Ayrıca, bunların haricinde, defalarca dile getirdiğimiz gibi, hane halkına, kişi başı 500 lira hibe desteği, esnaflarımıza da, çalışan başına 10.000 lira, faizsiz, 1 yıl geri ödemesiz kredi verin. Gelin, önerilerimize bu defa kulak verin, bari bu tam kapanma sürecinde milletimizin yanında olun. Şu pandemi sürecinde, bir defa olsun, devlet ciddiyetiyle hareket edin.

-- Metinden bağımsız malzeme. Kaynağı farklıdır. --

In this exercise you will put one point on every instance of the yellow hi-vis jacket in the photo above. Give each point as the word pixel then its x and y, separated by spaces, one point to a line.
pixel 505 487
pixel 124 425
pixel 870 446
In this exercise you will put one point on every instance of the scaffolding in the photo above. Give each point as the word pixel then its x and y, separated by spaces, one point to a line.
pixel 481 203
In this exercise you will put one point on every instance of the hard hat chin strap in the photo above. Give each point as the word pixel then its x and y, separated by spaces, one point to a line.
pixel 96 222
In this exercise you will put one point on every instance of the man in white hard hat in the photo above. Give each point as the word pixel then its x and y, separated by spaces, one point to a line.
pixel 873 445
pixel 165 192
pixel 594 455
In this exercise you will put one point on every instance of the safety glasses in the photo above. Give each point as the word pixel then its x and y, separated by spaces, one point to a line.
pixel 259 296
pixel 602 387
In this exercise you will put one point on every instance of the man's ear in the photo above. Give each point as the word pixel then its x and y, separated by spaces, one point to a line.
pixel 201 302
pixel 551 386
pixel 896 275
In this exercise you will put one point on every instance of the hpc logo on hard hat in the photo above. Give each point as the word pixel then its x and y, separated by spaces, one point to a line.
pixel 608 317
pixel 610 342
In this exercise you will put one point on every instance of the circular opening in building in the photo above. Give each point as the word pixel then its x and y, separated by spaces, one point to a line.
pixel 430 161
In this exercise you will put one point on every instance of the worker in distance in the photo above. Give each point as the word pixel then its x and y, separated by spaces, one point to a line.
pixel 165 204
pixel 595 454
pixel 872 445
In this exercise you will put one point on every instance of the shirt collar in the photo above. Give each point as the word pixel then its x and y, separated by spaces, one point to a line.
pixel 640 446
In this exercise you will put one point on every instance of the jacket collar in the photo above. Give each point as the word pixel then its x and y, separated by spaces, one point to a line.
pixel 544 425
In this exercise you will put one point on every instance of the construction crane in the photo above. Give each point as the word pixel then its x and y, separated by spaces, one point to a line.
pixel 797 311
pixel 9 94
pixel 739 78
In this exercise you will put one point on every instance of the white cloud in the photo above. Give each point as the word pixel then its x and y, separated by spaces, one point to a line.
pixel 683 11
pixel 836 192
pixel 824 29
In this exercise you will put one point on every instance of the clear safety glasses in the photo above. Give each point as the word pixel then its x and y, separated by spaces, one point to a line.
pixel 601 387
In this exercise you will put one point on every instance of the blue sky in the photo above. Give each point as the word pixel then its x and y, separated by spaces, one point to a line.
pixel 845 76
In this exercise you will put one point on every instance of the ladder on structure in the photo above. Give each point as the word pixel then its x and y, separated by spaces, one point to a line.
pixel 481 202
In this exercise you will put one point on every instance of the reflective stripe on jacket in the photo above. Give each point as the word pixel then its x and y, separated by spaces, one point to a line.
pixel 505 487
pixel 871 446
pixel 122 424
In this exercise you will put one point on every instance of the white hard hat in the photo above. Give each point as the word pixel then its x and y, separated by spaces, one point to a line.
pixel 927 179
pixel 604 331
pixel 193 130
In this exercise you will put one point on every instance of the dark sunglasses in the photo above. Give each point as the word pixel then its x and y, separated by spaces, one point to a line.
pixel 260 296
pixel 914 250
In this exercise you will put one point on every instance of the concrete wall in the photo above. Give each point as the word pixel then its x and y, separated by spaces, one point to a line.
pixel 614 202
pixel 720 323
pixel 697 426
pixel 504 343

'TÜRKİYE'DE ÖĞRETMEN FAZLASI MI VAR?'
Öğretmen yetiştiriyorsan, neden göreve atamıyorsun? Türkiye’de öğretmen fazlası mı var? Özel okullarda, her 8 öğrenciye bir öğretmen düşerken, devlet okullarında, her 16 öğrenciye bir öğretmen düşüyor. Devlet okullarındaki öğretmen sayısını, özel okul seviyesine çıkarmak için, Türkiye’nin 800 bin yeni öğretmene ihtiyacı var. Yani, kaliteli eğitim sağlamak için, çok büyük bir öğretmen açığımız var. Bu kadar büyük bir açığın olduğu bir ülkede, atanamayan öğretmen diye bir sorun olabilir mi? Elbette olamaz. 800 bin yeni öğretmen kulağa fazla geliyor değil mi? “Kaynak nerede?” diye soracak olan Ak Partilileri şimdiden duyar gibiyim… Oysa her 100 bin öğretmenin devlete maliyeti, sadece 8 milyar lira. Bunun 2 milyarını da, vergi olarak geri alıyor, yani 100 bin öğretmenin, devlete net maliyeti, 6 milyar lira. Bindiği uçağı satsa 50 bin öğretmene iş olur.
İŞSİZLİK ORANINDAKİ YÜKSELİŞE SERT TEPKİ
Belediyelerde bankamatik memuru olanlar, damatlar, kızlar... Sarayda yan gelip yattığı halde 5 maaş alanlar... Bütün gençlerimizin hakları üstünüzdedir. Aldıkları her kuruş para haram olsun, zıkkım olsun. Günahtır!
Gençlerimizin yüzde 27'si ne bir eğitim kurumuna devam ediyor ne çalışıyor. Bu düzen böyle gitmez. Bugün gençlerimizin bir çoğu Türkiye'den gitmek istiyor.
Ülkemizde adaleti ve demokrasiyi tam ve kamil olarak uygulayamazsak en nitelikli gençlerimizi kaptıracağız. Aklınızı başınıza toplayın Sayın Erdoğan.
Gençlerimizin büyük bir iş bulamamasının, hayal ettiği işlerde çalışamaması, hak ettiği maaşı alamamasının nedeni beceri uyumsuzluğudur.
Beceri uyumsuzluğuyla mücadele kapsamında gençlerin yatkın olduğu becerileri kazandırarak uzmanlaşmış meslek yüksek okulları kuracağız.
Her mahalleye çocuklarımızın yeteneklerini tespit edecek merkezler kuracağız.
Gençlerimiz sürekli hak aramakla aç kalmak arasında kalıyor.
Gençlerimiz çalışmak için yaşamayacak, yaşamak için çalışacaklar.
Biz büyüdükçe bozulanlar olacak. İYİ Parti'yi durdurmak için yalanlar, iftiralar olacak. Varsın olsun.
Ellerinden geleni ardına koymasınlar dün yendik bugün de yeneriz.